Data analysis foundation Quiz #2: I think we can compare mean and median without precisely calculating the mean

The box plot represents a survey of the ages of students in a Master’s program. We need to compare the median age (Quantity A) to the average age (Quantity B).

if the distribution is skewed (e.g., if there are more older students pulling the average higher), the average could be higher than the median.
The data is somewhat spread out, with a slight indication that the distribution might be skewed right, as the right whisker is longer than the left. This suggests that there might be a few older students, which could pull the average above the median.

This makes, Quantity B (average age) is likely greater than Quantity A (median age) and the correct option could be B. Can someone comment on this on where am i wrong? @gregmat @Leaderboard

Look at the definition of a boxplot itself. What can you assume and what can you not?

but here we can infer that the distribution is skewed and majority of data points lie between 27 and 32 making average to be skewed towards right. i do get the point that we cant know the mean precisely but the dstribution makes tha average to higher from the median. What am i getting wrong here? @Leaderboard

That is not a reasonable assumption - you need to be very careful on what you can assume and what you cannot. In fact, you cannot even attribute this to a specific distribution.

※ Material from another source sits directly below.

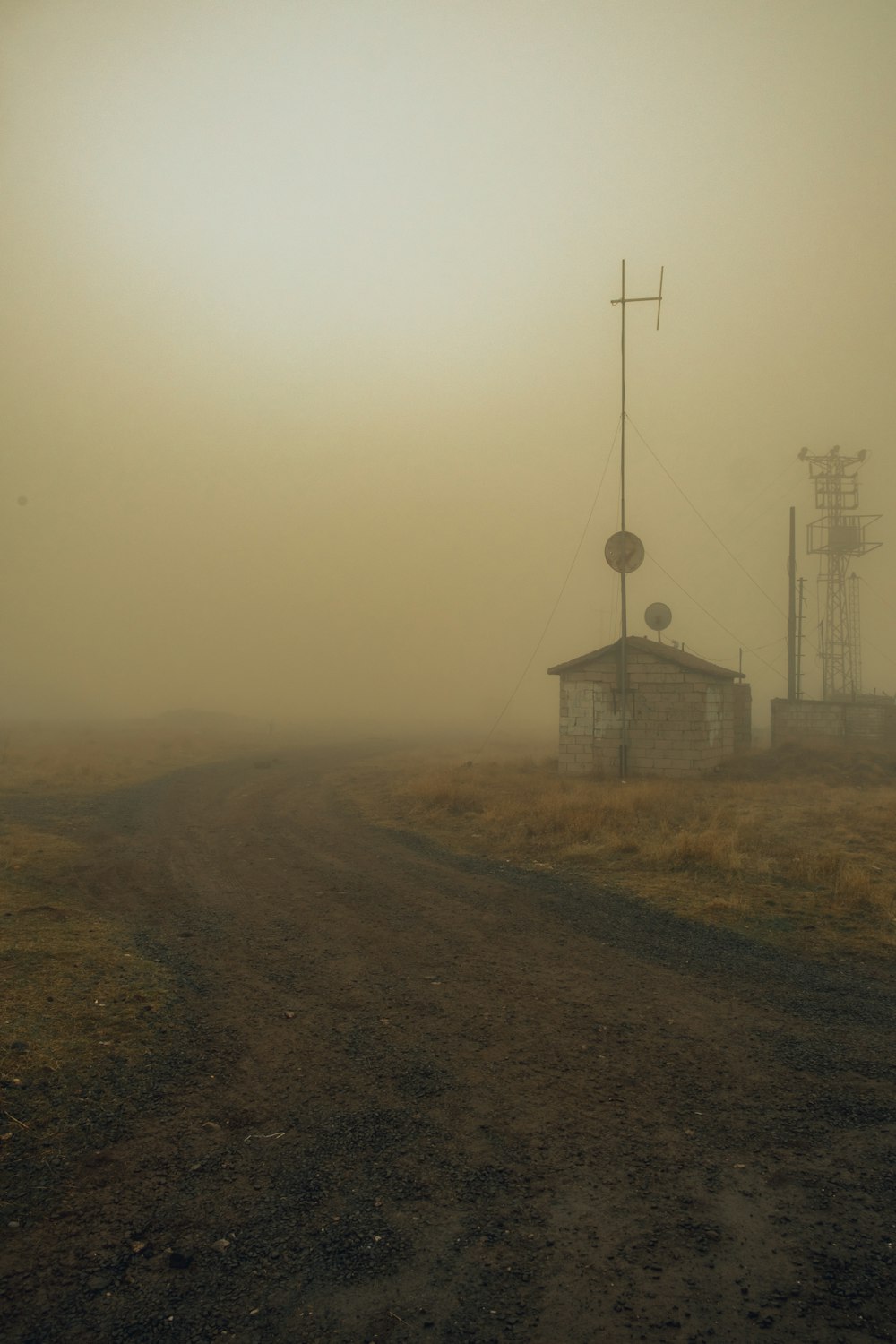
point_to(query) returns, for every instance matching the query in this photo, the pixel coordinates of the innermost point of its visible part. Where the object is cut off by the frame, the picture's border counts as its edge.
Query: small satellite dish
(657, 616)
(624, 553)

Also, please don’t ping people in general.

the provided info might be incorrect or correct, but, can you please provide evidence or first principle thinking on why one can’t?

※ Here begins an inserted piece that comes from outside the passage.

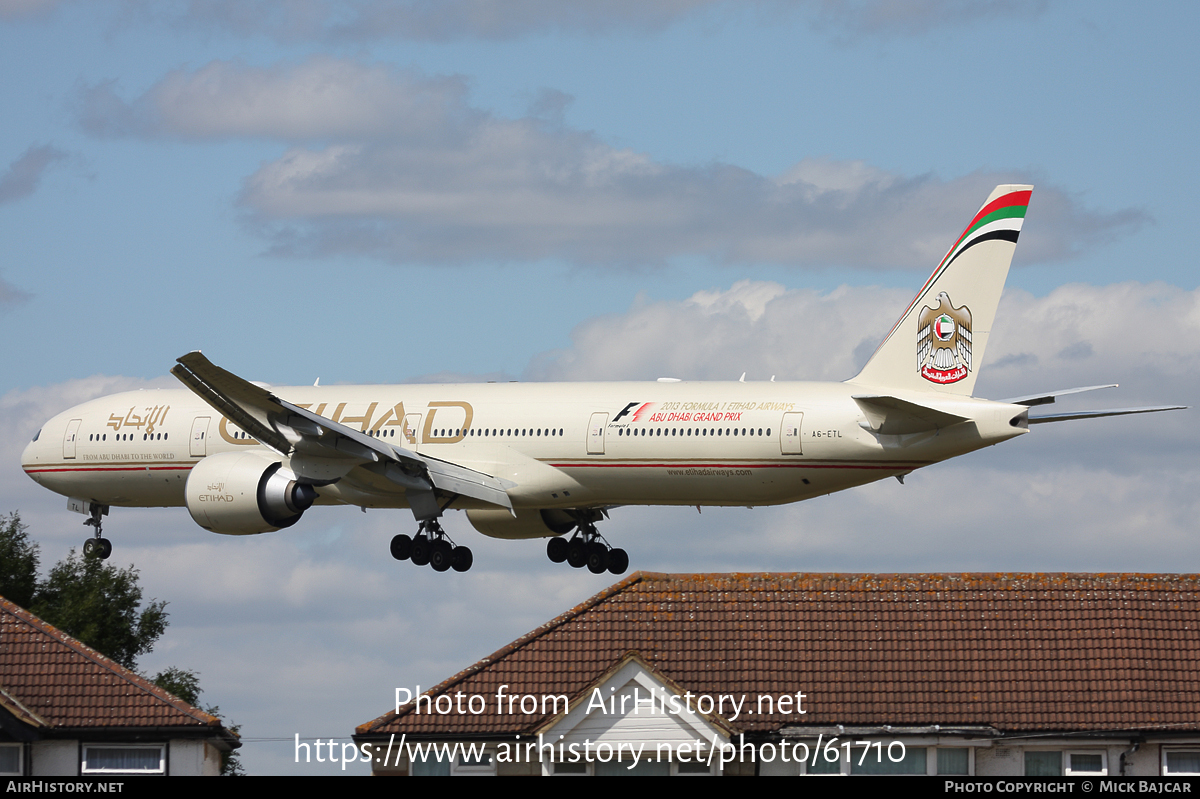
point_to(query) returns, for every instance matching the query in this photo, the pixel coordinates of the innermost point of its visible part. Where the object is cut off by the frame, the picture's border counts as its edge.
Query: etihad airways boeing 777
(551, 460)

For one, the boxplot gives little information on density. So it could well be the fact that despite the boxplot looking like the mean > median, we could for instance concentrate just under a quarter of the values approximately at Q_1. This will reduce the mean.

I guess that’s the beauty of quartiles right, we can’t, right?

The count or density has to be capped to the 50th percentile not more than that.

The only thing that worried me is the repetition of same numbers but still that’s been taken care by the size of whiskers.

I might be wrong, pretty novice in these things.

Correct - but the values in between the quartiles can be freely manipulated.